Такие женщины в деревенской тиши настоящий клад. И нежна, и «Кусточков» не проглядит, и приголубить может, и весь дом обегает, за всем сама присмотрит, все прикажет. Блаженствуй! Хорошо этакую «куколку» по головке погладить и потом сказать ей: "А что, Машенька, кабы теперь вареньица!" Хорошо целовать эти глазки и читать в них, как они думают: что бы еще велеть с погреба принести! Да и не надоедлива ведь она: прибежит, сядет к тебе на колени, вспомнит, что нужно насчет белья распорядиться, – вскочит и убежит; потом опять прибежит, на колени сядет – и опять вспомнит, что Смарагдушке нужно пупочек бобковою мазью потереть… Вот настоящее utile dulce; вот единственное условие, при котором никакое деревенское захолустье опостылеть не может!

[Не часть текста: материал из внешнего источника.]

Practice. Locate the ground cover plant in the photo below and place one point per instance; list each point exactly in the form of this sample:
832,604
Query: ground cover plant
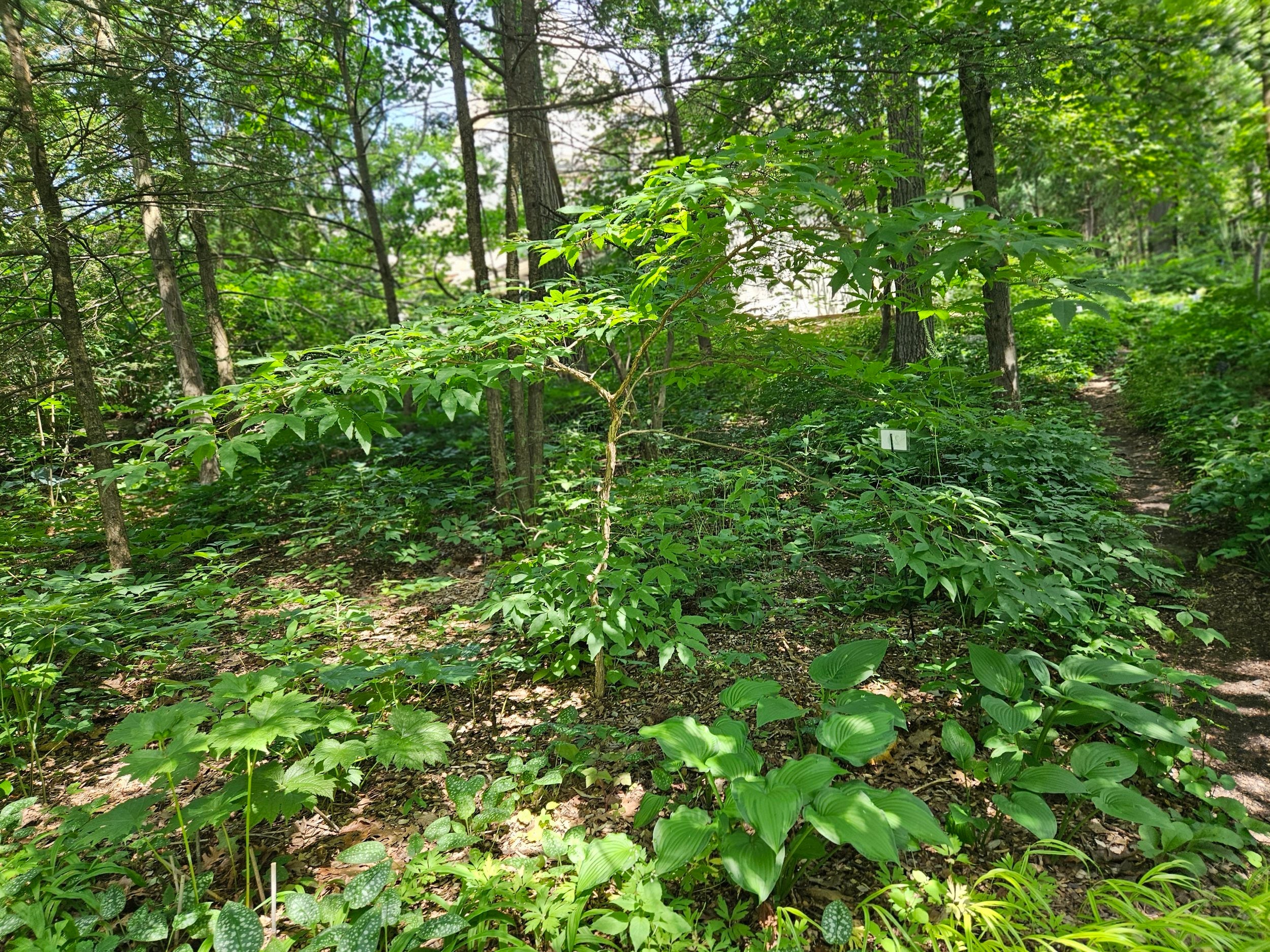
703,542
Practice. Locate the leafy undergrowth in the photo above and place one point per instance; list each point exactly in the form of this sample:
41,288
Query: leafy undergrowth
852,696
1198,375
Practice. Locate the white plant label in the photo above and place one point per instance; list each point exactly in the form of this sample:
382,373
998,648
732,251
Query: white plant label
895,440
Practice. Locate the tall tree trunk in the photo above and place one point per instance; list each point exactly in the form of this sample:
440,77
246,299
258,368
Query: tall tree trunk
365,183
133,113
905,131
976,97
475,237
70,324
542,193
204,254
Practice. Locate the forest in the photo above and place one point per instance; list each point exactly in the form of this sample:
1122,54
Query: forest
654,475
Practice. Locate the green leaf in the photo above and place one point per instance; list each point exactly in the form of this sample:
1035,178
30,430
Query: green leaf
751,864
1050,778
747,692
301,908
776,709
364,853
958,743
116,826
649,806
770,809
362,933
996,672
808,776
1126,804
908,815
413,740
362,889
836,923
1104,762
1014,719
1101,671
858,738
463,794
149,925
604,860
681,838
849,664
110,902
1136,717
440,927
849,815
1029,811
238,930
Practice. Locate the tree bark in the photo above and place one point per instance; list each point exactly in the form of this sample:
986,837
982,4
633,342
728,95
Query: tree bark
205,255
999,326
365,183
64,291
133,111
475,237
905,131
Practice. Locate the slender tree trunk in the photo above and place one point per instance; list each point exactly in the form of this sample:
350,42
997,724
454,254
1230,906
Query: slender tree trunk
905,130
475,237
205,255
976,97
133,111
70,324
365,183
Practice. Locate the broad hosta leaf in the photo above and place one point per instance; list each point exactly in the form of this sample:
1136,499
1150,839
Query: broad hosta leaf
858,738
908,815
770,809
149,925
776,709
364,853
605,859
808,776
684,739
747,692
849,664
301,908
1101,671
1050,778
681,838
362,935
996,672
1014,719
649,806
751,864
440,927
958,743
847,815
867,702
362,889
836,925
413,740
1029,811
1126,804
1133,716
110,902
463,794
1104,762
238,930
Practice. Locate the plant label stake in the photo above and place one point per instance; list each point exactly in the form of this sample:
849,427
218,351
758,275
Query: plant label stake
895,440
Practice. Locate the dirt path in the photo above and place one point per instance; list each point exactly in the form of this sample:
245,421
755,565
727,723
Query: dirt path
1237,602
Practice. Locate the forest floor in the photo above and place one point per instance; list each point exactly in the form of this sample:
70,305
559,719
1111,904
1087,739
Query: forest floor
1236,597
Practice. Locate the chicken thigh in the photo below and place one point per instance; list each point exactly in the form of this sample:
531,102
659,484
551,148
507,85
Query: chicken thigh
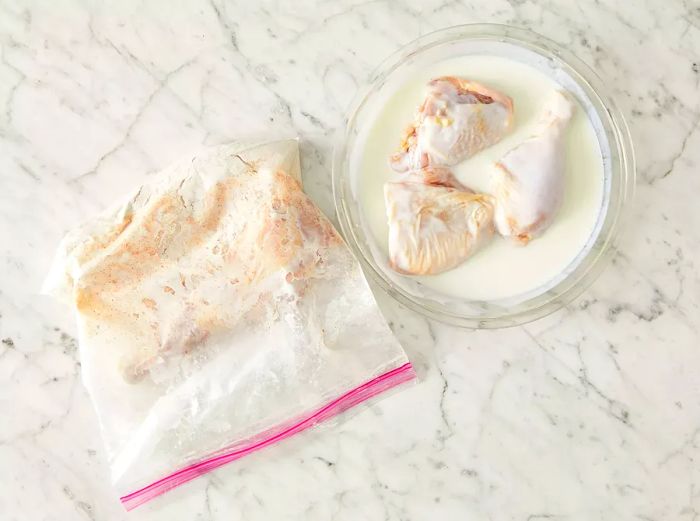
529,179
433,228
457,119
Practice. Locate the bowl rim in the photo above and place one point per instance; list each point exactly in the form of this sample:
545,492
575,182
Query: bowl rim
566,290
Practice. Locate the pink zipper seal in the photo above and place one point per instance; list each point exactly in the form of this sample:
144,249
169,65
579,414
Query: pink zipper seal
364,392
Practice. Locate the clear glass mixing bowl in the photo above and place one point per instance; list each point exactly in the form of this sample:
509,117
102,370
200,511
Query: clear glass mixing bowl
572,74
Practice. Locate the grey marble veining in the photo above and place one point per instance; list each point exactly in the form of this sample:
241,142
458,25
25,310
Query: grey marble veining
591,413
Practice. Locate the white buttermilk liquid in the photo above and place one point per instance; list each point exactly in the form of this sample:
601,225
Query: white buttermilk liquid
501,269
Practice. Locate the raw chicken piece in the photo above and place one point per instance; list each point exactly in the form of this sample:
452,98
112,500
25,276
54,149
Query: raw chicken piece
434,228
457,119
435,176
529,183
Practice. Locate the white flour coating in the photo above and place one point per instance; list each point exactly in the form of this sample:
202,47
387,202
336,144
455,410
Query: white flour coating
216,303
529,179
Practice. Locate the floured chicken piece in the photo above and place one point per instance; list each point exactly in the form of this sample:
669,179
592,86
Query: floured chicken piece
434,228
218,311
457,119
529,180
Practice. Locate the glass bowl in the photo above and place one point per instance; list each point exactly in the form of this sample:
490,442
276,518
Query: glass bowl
567,70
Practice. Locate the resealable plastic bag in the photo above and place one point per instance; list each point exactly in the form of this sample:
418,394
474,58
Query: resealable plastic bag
218,312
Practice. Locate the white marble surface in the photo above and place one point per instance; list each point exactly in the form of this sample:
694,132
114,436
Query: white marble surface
590,414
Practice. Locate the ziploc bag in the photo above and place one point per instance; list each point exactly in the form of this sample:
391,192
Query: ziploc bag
218,312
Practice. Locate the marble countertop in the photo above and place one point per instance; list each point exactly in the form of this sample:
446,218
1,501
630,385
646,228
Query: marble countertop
591,413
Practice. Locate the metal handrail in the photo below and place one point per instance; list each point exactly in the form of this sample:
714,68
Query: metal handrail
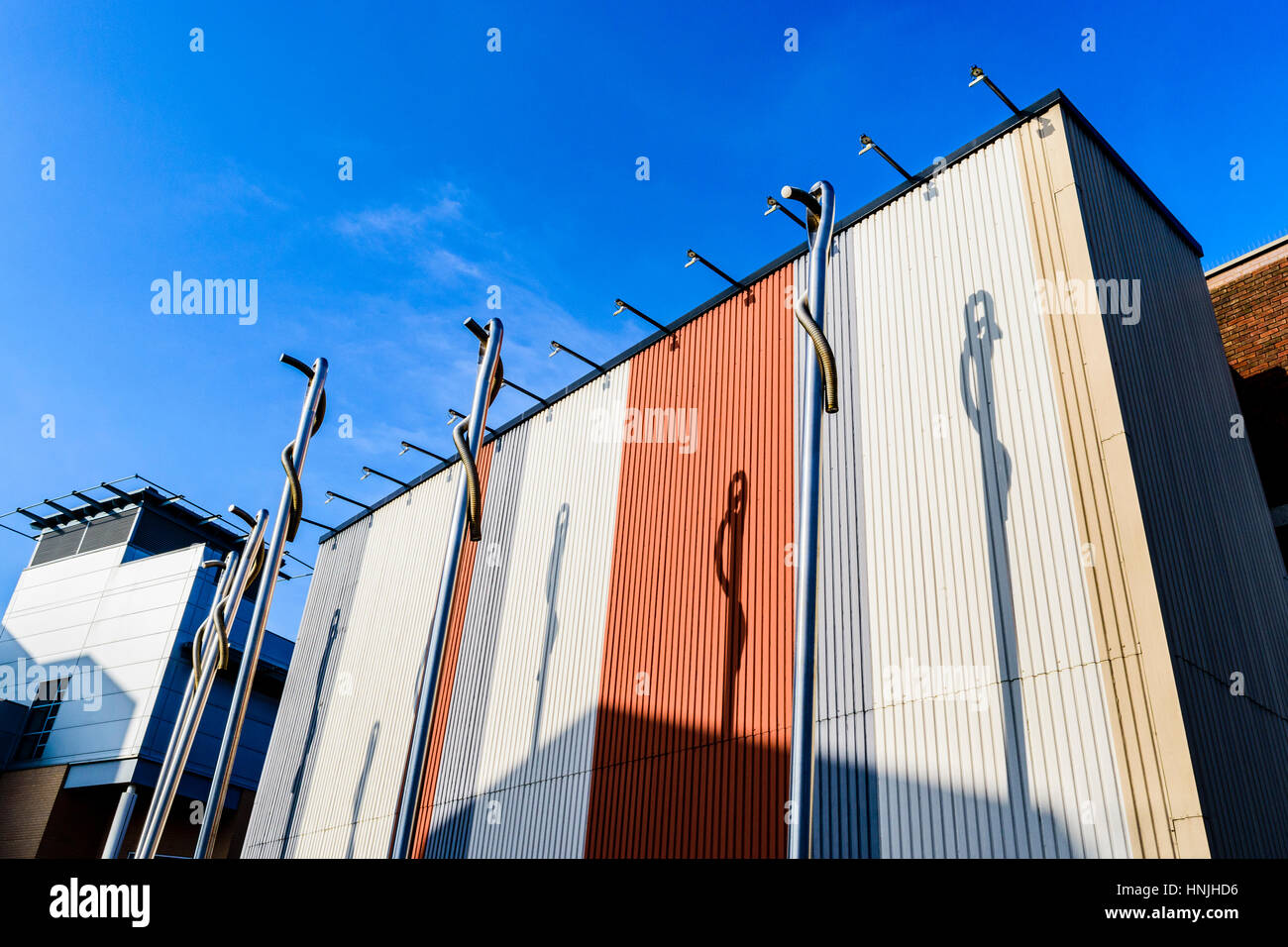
469,436
290,512
820,395
237,574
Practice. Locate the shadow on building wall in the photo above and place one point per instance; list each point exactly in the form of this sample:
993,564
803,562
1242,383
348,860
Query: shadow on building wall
979,397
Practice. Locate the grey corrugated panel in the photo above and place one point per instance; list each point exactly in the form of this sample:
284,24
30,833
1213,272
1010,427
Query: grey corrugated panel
288,767
515,770
850,219
1219,573
365,746
919,566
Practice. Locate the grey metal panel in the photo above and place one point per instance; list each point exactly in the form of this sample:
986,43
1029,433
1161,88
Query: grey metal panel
949,548
1220,578
290,764
514,776
58,545
108,531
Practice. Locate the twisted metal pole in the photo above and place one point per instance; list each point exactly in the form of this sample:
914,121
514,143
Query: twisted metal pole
469,509
288,513
820,395
207,659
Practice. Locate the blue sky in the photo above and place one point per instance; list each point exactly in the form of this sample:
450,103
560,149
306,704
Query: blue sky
513,169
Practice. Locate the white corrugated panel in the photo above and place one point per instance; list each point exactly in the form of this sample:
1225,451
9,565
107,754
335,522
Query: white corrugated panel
961,710
515,770
349,701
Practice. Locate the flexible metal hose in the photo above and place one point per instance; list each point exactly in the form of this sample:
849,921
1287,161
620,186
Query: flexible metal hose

Но, может быть, опостылеет жизнь вообще?..
Нет, едва ли и это. По крайней мере, Филофей, наверное, совсем не так думает. Не знаю, почему мне вспал на ум этот Филофей, но я убежден, что он тут что-нибудь маклерит. Недаром два раза Машенька покраснела при его имени. Конечно, он такой же крупный и вальяжный, как и Савва Силыч, и из такого же ноздреватого известкового камня вырублен. Маленькие женщины сначала боятся таких идолов, а потом льнут к ним: защиту себе видят. Муж нервный, худощавый, болезненный не защитит. А вот как целая глыба под руками, стоит только присесть сзади, никто и не увидит. Таков первоначальный повод для привязанности, а потом, разумеется, и другие найдутся. А Машенька уж обтерпелась за Саввой Силычем, и Филофей это знает. Может быть, он и тогда, при жизни мужа, уж думал: "Мерзавец этот Савка! какую штучку поддел! вон как она ходит! ишь! ишь! так по струнке и семенит ножками!" И кто же знает, может быть, он этому Савке, другу своему, даже подсыпал чего-нибудь, чтоб поскорей завладеть этою маленькою женщиной, которая так охотно пойдет за тем, кто первый возьмет ее за ручку, и потом всю жизнь будет семенить ножками по струнке супружества!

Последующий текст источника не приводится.